The answers can be generated automatically with the algorithms that generate the plural noun (from ‘prefixSG’ to ‘prefixPL’) and add the plural subject concord (from ‘SGSC’ to ‘PLSC’, in agreement with ‘prefixPL’), which were developed as part of the GeNI project on ontology verbalization. This can then be checked against what the learner has typed. For instance, a generated question could be umfowethu usula inkomishi and the correct answer generated (to check the learner’s response against) is abafowethu basula izinkomishi. Another example is generation of the negation from the positive, or, vv.; e.g.:

Q: <PLSC+VerbRoot+FV>
A: <PLNEGSC+VerbRoot+NEGFV>

For instance, the question may present batotoba and the correct answer is then abatotobi. In total, there are six different types of sentences, with two double, like the plural above, hence a total of 16 templates. It is not a lot, but it turned out it is one of the very few attempts to use a CNL in such way: there is one paper that also will be presented at CNL’18 in the same session [4], and an earlier one [5] uses a fancy grammar system (that we don’t have yet computationally for isiZulu). This is not to be misunderstood as that this is one of the first CNL/NLG-based system for computer-assisted language learning—e.g., there’s assistance in essay writing, grammar concept question generation, reading understanding question generation—but curiously very little on CNLs or NLG for the standard entry-level type of questions to learn the grammar. Perhaps the latter is considered ‘boring’ for English by now, given all the resources. However, thousands of students take introduction courses in isiZulu each year, and some automation can alleviate the pressure of routine activities from the lecturers. We have done some evaluations with learners—with encouraging results—and plan to do some more, so that it may eventually transition to actual use in the courses; that is: TBC…

 

References

[1] Gilbert, N., Keet, C.M. Automating question generation and marking of language learning exercises for isiZulu. 6th International Workshop on Controlled Natural language (CNL’18). IOS Press. Co. Kildare, Ireland, 27-28 August 2018. (in print)

[2] Keet, C.M., Khumalo, L. Toward a knowledge-to-text controlled natural language of isiZulu. Language Resources and Evaluation, 2017, 51(1): 131-157.

[3] Keet, C.M. Xakaza, M., Khumalo, L. Verbalising OWL ontologies in isiZulu with Python. The Semantic Web: ESWC 2017 Satellite Events, Blomqvist, E. et al. (eds.). Springer LNCS vol. 10577, 59-64.

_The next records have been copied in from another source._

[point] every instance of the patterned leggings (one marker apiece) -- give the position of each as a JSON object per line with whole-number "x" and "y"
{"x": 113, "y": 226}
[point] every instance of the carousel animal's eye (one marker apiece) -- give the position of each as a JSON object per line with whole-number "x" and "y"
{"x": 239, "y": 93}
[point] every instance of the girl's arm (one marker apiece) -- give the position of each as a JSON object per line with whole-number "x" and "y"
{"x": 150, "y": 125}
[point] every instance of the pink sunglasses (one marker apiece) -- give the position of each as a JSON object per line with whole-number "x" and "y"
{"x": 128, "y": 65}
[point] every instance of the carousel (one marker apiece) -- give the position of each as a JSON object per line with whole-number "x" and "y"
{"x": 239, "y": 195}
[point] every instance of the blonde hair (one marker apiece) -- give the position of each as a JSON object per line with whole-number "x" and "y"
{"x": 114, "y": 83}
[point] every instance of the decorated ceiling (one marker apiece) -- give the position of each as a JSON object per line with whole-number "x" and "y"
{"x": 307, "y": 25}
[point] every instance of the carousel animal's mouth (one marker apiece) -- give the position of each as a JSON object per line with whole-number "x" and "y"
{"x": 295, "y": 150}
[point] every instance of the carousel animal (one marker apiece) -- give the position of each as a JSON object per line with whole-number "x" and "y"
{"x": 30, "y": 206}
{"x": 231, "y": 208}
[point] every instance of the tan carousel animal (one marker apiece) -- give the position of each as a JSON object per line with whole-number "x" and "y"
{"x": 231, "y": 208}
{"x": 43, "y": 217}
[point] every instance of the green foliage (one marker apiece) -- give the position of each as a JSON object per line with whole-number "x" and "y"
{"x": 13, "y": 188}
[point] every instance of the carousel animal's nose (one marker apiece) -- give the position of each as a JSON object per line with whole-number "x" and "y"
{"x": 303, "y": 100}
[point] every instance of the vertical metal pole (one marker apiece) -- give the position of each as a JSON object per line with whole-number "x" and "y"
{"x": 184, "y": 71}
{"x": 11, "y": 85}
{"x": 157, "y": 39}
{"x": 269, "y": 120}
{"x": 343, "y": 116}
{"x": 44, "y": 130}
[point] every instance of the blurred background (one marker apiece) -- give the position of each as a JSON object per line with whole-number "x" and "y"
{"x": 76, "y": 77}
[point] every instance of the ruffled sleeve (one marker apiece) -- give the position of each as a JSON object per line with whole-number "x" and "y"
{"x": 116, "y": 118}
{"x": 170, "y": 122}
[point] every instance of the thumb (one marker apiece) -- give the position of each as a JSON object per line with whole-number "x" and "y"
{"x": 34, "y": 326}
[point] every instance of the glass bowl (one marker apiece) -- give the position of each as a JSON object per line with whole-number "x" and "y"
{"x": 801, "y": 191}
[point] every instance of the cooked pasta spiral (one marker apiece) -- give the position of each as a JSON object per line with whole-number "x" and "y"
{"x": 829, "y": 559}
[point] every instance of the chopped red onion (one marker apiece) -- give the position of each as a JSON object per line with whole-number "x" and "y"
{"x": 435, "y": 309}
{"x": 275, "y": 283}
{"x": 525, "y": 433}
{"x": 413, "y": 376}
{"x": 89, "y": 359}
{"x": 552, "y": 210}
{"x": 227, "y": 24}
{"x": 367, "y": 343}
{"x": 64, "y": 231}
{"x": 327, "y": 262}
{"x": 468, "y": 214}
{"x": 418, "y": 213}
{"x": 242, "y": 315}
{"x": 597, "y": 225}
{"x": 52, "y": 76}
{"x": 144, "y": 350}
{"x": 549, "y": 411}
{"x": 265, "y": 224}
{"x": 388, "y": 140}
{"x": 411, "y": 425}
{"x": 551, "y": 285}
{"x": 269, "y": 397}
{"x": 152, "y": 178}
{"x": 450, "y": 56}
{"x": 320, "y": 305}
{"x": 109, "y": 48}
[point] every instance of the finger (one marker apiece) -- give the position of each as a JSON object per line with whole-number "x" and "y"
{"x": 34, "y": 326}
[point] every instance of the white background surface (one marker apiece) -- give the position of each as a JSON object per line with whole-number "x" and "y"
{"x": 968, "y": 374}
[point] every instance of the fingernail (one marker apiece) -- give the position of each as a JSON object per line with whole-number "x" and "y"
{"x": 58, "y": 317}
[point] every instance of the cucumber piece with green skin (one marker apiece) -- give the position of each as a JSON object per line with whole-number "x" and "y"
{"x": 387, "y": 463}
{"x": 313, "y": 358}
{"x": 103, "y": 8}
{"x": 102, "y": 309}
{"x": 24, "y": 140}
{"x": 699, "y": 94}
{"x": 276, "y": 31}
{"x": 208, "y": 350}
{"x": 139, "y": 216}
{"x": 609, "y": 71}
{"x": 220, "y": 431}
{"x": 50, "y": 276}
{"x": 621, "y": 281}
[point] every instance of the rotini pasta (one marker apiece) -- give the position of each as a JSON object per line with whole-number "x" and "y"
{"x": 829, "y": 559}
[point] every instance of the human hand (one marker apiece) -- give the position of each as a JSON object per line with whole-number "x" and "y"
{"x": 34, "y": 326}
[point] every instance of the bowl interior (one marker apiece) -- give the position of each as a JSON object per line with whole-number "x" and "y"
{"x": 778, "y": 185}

[4] Lange, H., Ljunglof, P. Putting control into language learning. 6th International Workshop on Controlled Natural language (CNL’18). IOS Press. Co. Kildare, Ireland, 27-28 August 2018. (in print)

[5] Gardent, C., Perez-Beltrachini, L. Using FB-LTAG Derivation Trees to Generate Transformation-Based Grammar Exercises. Proc. of TAG+11, Sep 2012, Paris, France. pp117-125, 2012.